Background information
- Born: Ann Katherine Curless October 7, 1963 (age 62) Albany, New York, U.S.
- Origin: Miami Beach, Florida, U.S.
- Genres: Dance-pop, House, Hi-NRG, Dance Music, freestyle, Adult Contemporary
- Occupations: Vocalist, songwriter
- Instruments: Vocals, keyboards, guitar
- Years active: 1986–present
- Label: Arista Records (1986-1996)
- Member of: Exposé

= Ann Curless =

American popular music singer

Ann Curless (born Ann Katherine Curless; October 7, 1963) is an American popular music singer, most notable as part of Exposé.

==Early life and education==
Ann Curless was born on October 7, 1963 in Albany, New York. She was raised in Miami Beach, Florida and attended school there. During her years attending Miami Beach High School, she joined Doug Burris's Rock Ensemble, and was a member of this from 1979-82.

She enrolled in University of Miami Frost School of Music, majoring in both music and music merchandising. After graduating from the University of Miami, she started her music career in cover bands until she was asked to join Exposé in 1986. She was the last member to join the "Arista lineup", and was introduced to Jeanette Jurado and Gioia Bruno at a Mexican restaurant in Miami.

==Career==
She was active in Exposé from 1986–1996, singing lead on the hit singles "Stop, Listen, Look and Think", "As Long as I Can Dream", and "In Walked Love". After Exposé released their greatest hits album, she kept a low profile and worked on various projects.

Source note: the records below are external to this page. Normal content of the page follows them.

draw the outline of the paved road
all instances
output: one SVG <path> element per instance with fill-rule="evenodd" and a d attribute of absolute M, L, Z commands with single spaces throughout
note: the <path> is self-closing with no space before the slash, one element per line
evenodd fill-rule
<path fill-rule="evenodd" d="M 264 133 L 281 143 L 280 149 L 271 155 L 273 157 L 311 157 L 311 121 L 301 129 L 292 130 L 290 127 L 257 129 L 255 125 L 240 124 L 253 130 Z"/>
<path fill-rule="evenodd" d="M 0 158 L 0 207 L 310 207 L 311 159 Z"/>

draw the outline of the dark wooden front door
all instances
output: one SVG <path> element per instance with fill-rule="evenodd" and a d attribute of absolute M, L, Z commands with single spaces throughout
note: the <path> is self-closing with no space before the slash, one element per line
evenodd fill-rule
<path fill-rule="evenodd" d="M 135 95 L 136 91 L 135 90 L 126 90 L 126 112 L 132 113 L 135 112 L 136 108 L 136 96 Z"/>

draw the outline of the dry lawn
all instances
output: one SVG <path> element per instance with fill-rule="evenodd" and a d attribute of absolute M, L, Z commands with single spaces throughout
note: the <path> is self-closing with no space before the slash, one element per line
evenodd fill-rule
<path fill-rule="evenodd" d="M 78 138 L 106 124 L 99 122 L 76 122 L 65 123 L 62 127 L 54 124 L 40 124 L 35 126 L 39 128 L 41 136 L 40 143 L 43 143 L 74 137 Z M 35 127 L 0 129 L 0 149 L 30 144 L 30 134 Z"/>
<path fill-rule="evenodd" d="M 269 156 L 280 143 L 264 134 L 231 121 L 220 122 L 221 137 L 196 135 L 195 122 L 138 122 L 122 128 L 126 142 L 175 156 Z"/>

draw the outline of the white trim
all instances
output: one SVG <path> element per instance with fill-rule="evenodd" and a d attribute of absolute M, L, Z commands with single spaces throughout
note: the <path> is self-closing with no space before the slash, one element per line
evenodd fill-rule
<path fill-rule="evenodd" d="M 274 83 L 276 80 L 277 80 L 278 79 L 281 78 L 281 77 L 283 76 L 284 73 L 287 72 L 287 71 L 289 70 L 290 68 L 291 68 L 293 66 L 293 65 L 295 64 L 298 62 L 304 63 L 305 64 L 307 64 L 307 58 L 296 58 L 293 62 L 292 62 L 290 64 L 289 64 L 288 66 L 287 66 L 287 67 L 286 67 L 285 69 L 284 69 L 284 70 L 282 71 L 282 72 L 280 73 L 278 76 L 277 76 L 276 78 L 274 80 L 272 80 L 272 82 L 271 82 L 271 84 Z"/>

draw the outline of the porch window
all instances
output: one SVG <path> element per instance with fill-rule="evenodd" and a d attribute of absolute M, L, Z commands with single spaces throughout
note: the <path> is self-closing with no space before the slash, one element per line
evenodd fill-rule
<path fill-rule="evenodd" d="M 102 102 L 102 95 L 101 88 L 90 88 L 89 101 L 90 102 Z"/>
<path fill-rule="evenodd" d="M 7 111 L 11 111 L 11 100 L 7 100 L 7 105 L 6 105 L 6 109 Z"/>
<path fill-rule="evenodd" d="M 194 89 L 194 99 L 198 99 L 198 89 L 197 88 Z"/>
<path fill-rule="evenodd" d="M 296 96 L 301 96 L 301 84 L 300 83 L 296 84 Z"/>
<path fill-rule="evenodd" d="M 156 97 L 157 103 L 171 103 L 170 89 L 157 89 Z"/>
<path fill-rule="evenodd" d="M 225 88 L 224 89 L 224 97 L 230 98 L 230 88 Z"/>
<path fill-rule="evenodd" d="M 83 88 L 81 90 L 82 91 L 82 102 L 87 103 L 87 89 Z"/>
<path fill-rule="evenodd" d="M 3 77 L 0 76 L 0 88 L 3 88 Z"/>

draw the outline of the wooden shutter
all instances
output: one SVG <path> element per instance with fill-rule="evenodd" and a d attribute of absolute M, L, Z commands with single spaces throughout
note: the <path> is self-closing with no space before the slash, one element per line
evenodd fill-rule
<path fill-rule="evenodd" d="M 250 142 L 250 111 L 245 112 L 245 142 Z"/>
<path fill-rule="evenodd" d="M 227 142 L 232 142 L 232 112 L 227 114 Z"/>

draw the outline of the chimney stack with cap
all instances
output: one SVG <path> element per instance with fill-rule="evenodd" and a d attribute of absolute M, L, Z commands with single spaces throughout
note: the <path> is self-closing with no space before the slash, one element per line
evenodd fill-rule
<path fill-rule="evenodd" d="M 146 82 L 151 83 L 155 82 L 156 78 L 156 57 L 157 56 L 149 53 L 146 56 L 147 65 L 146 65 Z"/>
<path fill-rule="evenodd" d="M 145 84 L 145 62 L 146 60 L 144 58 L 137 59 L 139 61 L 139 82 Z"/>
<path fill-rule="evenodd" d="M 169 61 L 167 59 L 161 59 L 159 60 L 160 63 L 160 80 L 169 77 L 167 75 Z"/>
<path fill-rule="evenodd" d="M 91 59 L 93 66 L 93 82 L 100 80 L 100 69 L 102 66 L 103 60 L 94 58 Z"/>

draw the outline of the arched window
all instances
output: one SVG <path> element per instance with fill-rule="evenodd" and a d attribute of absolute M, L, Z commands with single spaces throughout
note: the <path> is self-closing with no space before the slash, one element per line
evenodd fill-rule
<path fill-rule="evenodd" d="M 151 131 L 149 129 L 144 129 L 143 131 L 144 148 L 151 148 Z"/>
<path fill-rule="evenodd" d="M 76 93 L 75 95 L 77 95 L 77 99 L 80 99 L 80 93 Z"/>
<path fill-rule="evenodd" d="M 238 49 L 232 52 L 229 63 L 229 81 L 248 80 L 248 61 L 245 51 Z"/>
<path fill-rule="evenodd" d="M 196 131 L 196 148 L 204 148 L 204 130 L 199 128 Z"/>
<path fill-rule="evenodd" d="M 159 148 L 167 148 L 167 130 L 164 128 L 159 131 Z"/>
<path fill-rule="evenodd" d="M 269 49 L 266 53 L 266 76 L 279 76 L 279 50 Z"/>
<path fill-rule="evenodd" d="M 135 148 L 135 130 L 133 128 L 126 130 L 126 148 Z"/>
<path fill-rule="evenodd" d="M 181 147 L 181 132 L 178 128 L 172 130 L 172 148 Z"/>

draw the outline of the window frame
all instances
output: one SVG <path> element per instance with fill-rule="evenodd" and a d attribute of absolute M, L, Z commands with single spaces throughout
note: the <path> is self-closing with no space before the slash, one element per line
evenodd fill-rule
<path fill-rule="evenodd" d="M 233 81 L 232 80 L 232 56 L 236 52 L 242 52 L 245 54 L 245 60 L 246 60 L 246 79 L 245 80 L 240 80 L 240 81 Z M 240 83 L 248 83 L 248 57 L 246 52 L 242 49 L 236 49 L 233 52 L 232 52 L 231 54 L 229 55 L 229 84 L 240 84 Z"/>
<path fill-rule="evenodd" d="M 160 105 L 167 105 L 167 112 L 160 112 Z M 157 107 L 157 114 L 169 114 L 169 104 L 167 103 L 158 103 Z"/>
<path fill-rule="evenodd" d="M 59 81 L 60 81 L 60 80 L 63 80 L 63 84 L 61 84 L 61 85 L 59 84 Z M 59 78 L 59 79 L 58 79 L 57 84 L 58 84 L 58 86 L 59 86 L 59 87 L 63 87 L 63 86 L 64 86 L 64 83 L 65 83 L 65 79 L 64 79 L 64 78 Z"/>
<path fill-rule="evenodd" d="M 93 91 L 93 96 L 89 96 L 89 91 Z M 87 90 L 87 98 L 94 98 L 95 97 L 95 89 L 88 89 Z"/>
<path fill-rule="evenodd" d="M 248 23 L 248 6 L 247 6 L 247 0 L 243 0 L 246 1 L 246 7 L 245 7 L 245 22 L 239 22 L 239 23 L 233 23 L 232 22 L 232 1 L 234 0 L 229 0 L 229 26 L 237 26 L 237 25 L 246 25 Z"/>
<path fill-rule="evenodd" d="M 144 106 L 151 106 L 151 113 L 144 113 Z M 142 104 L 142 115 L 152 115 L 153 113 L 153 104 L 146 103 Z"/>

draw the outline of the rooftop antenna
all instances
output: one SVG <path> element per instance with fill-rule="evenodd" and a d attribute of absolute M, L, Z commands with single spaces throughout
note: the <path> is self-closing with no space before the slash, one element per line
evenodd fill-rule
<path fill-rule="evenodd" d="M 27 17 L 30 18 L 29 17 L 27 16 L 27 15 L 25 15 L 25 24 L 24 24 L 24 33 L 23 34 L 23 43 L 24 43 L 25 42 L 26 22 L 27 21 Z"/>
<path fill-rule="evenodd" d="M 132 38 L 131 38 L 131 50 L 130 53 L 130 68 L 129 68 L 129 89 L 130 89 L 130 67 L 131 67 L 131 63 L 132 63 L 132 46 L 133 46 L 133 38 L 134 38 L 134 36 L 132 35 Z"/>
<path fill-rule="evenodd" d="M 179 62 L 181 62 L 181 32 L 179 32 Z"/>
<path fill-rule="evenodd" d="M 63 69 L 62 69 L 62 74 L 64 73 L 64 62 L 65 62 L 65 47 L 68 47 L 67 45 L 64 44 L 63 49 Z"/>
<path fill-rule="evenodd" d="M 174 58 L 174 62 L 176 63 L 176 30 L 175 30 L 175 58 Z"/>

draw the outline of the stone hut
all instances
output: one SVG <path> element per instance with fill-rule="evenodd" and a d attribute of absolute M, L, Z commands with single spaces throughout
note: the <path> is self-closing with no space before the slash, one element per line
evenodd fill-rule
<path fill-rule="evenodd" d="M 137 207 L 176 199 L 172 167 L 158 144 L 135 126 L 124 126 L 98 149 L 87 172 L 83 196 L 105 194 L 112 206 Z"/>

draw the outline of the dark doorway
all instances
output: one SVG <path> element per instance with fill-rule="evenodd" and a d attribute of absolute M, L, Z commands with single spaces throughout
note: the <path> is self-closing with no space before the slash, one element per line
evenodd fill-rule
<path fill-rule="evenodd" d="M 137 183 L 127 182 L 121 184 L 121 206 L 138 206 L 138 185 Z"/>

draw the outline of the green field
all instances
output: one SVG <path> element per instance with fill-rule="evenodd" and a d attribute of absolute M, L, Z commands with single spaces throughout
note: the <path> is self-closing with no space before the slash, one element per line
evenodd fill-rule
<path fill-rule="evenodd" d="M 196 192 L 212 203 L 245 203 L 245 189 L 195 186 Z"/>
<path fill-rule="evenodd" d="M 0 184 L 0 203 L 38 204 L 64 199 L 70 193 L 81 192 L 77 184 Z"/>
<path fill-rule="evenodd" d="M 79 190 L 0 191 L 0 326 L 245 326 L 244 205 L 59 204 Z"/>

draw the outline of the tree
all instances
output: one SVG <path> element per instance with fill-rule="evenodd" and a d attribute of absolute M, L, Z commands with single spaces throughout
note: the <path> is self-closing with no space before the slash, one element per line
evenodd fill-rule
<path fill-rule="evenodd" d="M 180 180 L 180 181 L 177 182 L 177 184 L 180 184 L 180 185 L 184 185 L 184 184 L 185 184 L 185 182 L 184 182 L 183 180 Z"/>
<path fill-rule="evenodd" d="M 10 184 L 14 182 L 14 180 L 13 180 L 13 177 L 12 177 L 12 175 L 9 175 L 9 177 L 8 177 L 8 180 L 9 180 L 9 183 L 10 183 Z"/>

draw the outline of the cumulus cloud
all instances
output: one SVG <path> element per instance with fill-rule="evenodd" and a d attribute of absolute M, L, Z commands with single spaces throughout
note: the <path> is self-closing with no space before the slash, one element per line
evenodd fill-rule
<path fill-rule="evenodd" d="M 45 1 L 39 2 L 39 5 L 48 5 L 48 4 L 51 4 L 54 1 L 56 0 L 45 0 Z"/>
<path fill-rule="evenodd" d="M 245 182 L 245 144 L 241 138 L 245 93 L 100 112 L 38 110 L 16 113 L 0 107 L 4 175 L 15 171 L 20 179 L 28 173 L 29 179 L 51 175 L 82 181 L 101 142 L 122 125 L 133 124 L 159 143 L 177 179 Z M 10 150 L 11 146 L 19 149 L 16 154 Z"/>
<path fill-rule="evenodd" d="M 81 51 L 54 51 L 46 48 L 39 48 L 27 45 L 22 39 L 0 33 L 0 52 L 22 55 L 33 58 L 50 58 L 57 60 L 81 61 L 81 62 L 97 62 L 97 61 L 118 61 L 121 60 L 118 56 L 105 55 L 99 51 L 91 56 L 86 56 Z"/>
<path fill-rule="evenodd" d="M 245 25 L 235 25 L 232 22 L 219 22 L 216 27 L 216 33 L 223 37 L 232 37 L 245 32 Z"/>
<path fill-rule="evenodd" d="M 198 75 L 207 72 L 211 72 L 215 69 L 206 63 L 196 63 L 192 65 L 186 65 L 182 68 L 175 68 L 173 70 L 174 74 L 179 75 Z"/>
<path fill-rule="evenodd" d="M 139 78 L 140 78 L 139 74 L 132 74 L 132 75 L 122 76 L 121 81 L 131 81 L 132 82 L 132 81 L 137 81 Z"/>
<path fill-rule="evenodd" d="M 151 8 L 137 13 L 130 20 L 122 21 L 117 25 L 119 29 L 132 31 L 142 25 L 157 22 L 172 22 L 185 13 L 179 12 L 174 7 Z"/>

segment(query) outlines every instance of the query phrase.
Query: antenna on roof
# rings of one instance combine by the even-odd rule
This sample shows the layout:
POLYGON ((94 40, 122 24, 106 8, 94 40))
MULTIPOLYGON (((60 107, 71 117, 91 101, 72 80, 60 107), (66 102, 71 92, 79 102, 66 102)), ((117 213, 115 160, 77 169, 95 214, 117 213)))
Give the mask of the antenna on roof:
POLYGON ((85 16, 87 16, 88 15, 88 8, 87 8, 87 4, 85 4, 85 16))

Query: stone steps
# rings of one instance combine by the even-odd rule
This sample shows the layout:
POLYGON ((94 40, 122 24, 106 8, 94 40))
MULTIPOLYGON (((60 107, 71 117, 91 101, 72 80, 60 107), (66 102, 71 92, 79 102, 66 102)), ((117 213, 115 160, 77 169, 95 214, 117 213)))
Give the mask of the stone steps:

Curless has appeared in a local South Florida production of the musical Chess, and has performed vocals on several dance-music projects; one called Clueless (miscredited as "Anne Curless"), another called the K&M Project for a remake of the Donna Summer song Heaven Knows, worked with producer JJ on the song Come to Me, and worked with producer Vinny Vero on a few tracks. She has also written for other artists, including Degrees of Motion, Celi Bee, and Angela Bofill in addition to working on a charity project called Songs of Love.

In 2006, Curless renewed connections with the other members of Exposé and is now touring with the group. Their first performance since 2003 was on October 21, 2006 as part of the "Freestyle Explosion" concert at the AmericanAirlines Arena in Miami, Florida.

==Personal life==
Curless was formerly married to George Hess in the early 1990s, a former dance music executive at RCA/Arista Records. She has since remarried and has three children.